In the first place I never said that the archaeological traces were part of a 'hydraulic jumble.' In fact, quite the opposite. I maintain that they never saw the Middle Pleistocene river water that deposited the sands in which they were found. They most likely came together from different layers higher up in the sequence either in one of the erosion gulleys visible in their cross-section, or did so during quarrying. The circumstances that I'm describing would be of the kind I've tried to illustrate in my usual inimitable style [i.e. not very good] in the diagram below. 

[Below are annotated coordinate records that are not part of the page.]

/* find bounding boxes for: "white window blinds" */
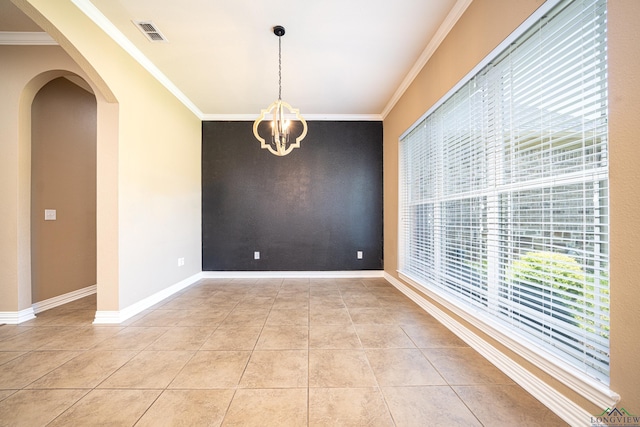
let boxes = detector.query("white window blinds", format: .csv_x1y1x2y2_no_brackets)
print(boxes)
400,0,609,383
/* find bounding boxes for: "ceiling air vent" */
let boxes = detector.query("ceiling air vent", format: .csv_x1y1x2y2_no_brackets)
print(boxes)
133,21,168,42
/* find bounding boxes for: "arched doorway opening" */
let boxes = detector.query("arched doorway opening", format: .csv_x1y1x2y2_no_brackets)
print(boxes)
31,75,97,321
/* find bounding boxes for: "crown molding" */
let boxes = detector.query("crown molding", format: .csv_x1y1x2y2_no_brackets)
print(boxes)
71,0,203,120
380,0,473,119
201,113,382,122
0,31,58,46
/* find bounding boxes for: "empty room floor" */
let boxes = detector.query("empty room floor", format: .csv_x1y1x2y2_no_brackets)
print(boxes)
0,278,565,427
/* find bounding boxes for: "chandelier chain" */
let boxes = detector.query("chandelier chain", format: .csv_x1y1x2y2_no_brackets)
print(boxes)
278,36,282,100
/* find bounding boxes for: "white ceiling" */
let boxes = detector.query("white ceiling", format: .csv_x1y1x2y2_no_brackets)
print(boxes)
0,0,471,120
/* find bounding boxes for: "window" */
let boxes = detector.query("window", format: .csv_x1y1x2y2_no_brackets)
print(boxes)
399,0,609,384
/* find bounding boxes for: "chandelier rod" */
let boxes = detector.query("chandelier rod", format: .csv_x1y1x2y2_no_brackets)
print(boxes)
278,35,282,101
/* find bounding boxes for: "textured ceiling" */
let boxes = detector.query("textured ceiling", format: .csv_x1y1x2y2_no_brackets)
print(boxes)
0,0,470,119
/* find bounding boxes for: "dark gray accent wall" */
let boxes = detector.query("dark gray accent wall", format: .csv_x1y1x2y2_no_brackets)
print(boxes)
202,121,383,271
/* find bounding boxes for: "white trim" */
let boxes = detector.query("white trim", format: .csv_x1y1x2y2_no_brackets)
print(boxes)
400,0,562,139
202,270,384,279
0,307,36,325
32,285,97,314
0,31,58,46
380,0,472,118
384,273,620,425
93,273,202,325
201,112,383,122
71,0,203,120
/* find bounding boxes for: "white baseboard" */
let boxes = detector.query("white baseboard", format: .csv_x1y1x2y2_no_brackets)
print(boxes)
202,270,384,279
384,273,600,426
32,285,97,314
93,273,202,325
0,307,36,325
93,270,384,325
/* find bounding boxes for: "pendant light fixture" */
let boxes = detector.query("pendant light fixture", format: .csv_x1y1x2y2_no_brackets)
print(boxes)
253,25,307,156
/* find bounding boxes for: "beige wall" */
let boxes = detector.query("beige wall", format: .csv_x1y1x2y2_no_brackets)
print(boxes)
15,0,201,310
384,0,640,414
0,0,201,311
31,77,97,302
0,46,99,312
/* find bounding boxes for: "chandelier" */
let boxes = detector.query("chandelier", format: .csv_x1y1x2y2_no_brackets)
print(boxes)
253,25,307,156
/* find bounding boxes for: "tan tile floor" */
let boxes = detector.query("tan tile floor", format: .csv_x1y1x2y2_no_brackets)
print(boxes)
0,279,564,427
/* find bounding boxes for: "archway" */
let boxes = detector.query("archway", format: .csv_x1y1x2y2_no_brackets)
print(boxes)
31,75,97,314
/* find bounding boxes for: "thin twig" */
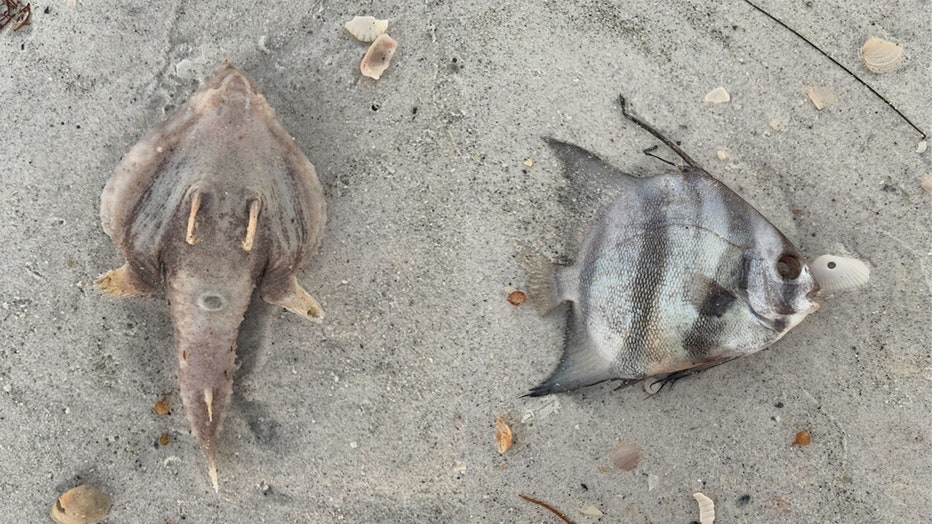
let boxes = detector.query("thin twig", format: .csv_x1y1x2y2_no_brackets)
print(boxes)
744,0,926,139
518,493,573,524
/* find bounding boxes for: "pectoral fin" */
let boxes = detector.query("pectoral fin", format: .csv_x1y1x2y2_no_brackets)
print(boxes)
690,273,738,317
94,264,155,297
262,275,324,322
528,302,628,397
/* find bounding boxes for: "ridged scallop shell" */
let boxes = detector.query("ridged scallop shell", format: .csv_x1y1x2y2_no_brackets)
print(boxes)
359,34,398,80
343,16,388,42
861,38,906,75
809,255,870,291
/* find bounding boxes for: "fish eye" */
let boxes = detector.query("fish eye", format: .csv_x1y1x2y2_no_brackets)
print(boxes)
776,253,803,280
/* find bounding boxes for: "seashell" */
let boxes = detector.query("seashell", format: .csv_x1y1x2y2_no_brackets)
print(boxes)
359,34,398,80
703,87,731,104
693,492,715,524
609,442,641,471
861,38,906,75
343,16,388,42
495,417,512,454
806,86,838,111
51,484,112,524
809,255,870,291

The lefterly part illustrates the erosion and secondary deposition of the materials from different ages dropping into their mixed secondary context. At the top, very near or at the surface is the birch-tarred flake's original locatation. Lower down (approximately 5 m above the archaeological accumulation) is the place where the excavators noticed a primary context for microtine teeth. The archaeological circumstances are equivocal as to the likely temporal relationship between the microtine and the elephant remains. I've depicted the original location of the Elephas bones lowest in the sequence, but there's no reason to think the animal remains couldn't have been penecontemporaneous, or in fact younger than the microtines. It's also possible that Marco is correct, and that the elephant bones are in their primary context. A lot of possibilities. The righterly part of the diagram simply shows the approximate location of the excavated materials in the stratigraphic column, as inferred by Mazza et al.

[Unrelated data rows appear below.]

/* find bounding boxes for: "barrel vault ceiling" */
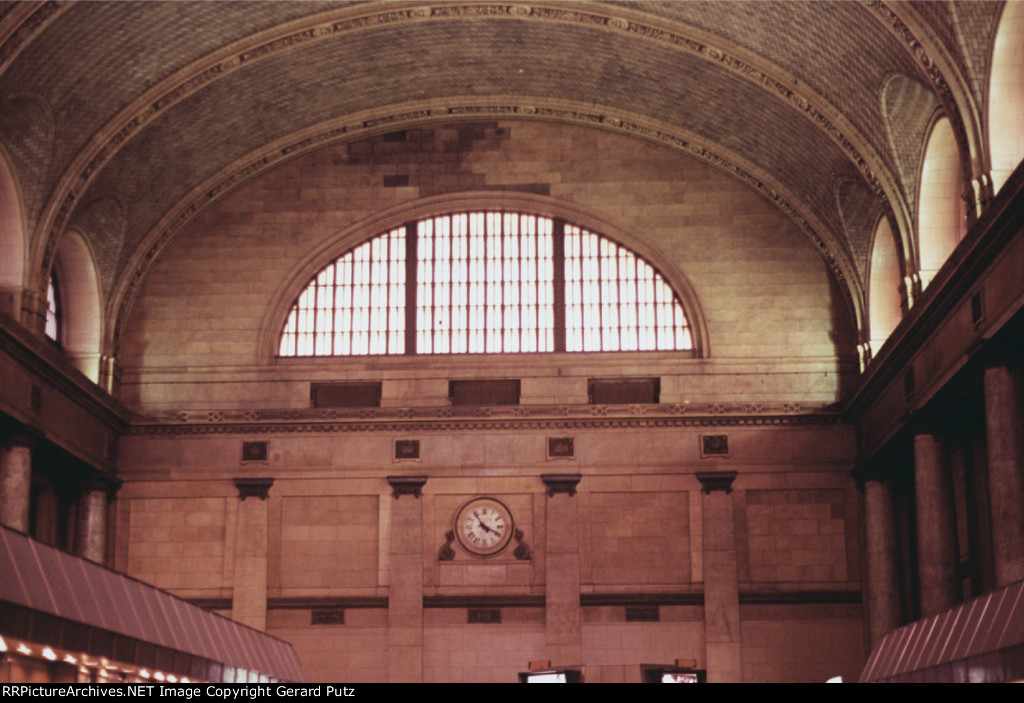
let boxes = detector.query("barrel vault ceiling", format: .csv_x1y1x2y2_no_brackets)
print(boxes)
0,0,1001,341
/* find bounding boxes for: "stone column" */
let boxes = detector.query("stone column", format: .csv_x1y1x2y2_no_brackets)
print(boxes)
541,474,583,667
76,485,108,564
697,471,743,684
231,479,273,630
0,437,32,532
387,476,427,684
985,366,1024,587
913,435,961,617
864,481,903,648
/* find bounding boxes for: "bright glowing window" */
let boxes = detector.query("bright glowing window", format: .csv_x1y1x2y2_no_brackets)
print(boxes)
45,273,60,343
278,211,693,356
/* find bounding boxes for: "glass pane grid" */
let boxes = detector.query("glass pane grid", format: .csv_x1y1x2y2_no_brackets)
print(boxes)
565,224,693,352
279,212,693,356
279,227,406,356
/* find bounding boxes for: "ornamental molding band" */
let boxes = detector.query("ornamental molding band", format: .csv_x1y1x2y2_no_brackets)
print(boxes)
112,100,864,348
128,403,842,435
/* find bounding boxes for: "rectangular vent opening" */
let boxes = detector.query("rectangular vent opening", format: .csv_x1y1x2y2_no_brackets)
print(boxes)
449,379,520,405
587,378,662,405
309,382,381,407
626,606,662,622
309,608,345,625
467,608,502,625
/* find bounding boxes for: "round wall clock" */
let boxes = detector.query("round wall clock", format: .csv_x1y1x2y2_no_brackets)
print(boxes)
455,498,513,557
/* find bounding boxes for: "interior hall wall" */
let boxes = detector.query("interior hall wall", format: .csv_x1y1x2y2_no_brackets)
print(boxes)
116,122,863,682
119,122,855,410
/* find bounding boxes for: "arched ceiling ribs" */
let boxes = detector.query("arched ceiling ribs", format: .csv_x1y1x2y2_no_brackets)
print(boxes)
865,0,992,214
0,2,71,75
106,98,865,349
34,0,897,325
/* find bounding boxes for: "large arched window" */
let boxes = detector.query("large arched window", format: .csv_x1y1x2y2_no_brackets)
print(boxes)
278,211,693,356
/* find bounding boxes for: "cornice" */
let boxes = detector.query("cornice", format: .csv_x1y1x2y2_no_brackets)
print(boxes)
846,160,1024,429
129,403,842,435
0,313,130,431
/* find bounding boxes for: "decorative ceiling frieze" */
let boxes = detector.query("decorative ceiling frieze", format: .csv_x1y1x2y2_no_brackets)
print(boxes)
18,2,905,325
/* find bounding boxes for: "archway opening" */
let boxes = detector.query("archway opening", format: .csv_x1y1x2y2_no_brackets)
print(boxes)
988,2,1024,192
0,155,26,319
53,230,102,383
867,217,903,356
918,117,967,289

The upper layers, being primarily fines, have formed a cap on the predominantly sand middle layer at the top of which the artifacts were found. Such sediments normally retain a good deal of structural integrity as they erode, leaving a sub-vertical to vertical face that protects the layers beneath it from the worst ravages of erosion. As sure as shootin' an erosion gulley in the Valdarno Basin will incise the upper terrace and when it cuts deep enough to expose the sand, it will allow material from younger sedimentary contexts to drop vertically from the face and be incorporated in the exposed sediments at the bottom of the erosional feature. 

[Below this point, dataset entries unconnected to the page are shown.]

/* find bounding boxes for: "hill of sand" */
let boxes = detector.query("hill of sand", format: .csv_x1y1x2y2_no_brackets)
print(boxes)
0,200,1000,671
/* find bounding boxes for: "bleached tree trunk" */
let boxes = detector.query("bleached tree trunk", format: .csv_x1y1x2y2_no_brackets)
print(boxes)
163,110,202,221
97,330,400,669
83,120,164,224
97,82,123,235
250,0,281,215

     If the elephant remains were in close association in the intact flood-plain sediments they would, when eroded out, logically form a secondary deposit that resembles, to a degree, the spatial distribution of the primary deposit higher up in the profile. This kind of depositional environment very easily explains both the accumulation of objects of different ages in one place, and makes the circumstances at Campitello Quarry analogous to those at Old Crow Flats.
    Thus, if I'm correct, whether or not the birch tar was found beneath a mammoth rib is of no relevance whatsoever. It's 'provenience,' regardless of the care taken during its excavation, wouldn't mean bugger all if the sediments were disturbed. Begging the question again!
     Can I go NOW?


* (i.e. what accumulates on the inside bend of a meandering river, and which aggrades toward the far bank as the water flowing past the outer bank causes cut-bank erosion and the bend gradually becomes more acute until, during a high-water phase the swollen river cuts across the narrow finger of land in the elbow of the bend, leaving the point-bar sediments to become encased in sediments deposited at some later time by whatever process is then in play at that location.)